Code Monkey home page Code Monkey logo

Comments (19)

christiaanwesterbeek avatar christiaanwesterbeek commented on August 22, 2024

But this module wraps tedious (ao). And you can stream with tedious because there you can define row-receiving event handlers.

request.on('row', function(columns) { console.log('received a row, now stream...'); })

With so many records you may want to use tedious directly instead of node-mssql.

from node-mssql.

patriksimek avatar patriksimek commented on August 22, 2024

As Christiaan said, this module is built on Tedious, but there is no support for streaming atm.
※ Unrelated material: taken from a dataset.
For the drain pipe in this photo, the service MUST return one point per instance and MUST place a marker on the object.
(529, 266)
Tedious unfortunately has some memory issues when handling large amount of data (reported here) and need major changes in core.

from node-mssql.

joshua-mcginnis avatar joshua-mcginnis commented on August 22, 2024

Appreciate the response. This is unfortunate. It means that there is currently no reliable mssql driver for node as I'd consider reliable streaming to be a key feature.

from node-mssql.

shoaibmerchant avatar shoaibmerchant commented on August 22, 2024

Hello guys, sorry to interrupt I didnt want to create a new issue instead we could continue discussion here, I am working on a system which requires me to pull more than 1 Million rows from SQL Server. I am using the default configuration of the module i.e. using Tedious and it is working fine for me. I saw the memory load issue when handling huge data and was able to figure out the reason for it and its fix.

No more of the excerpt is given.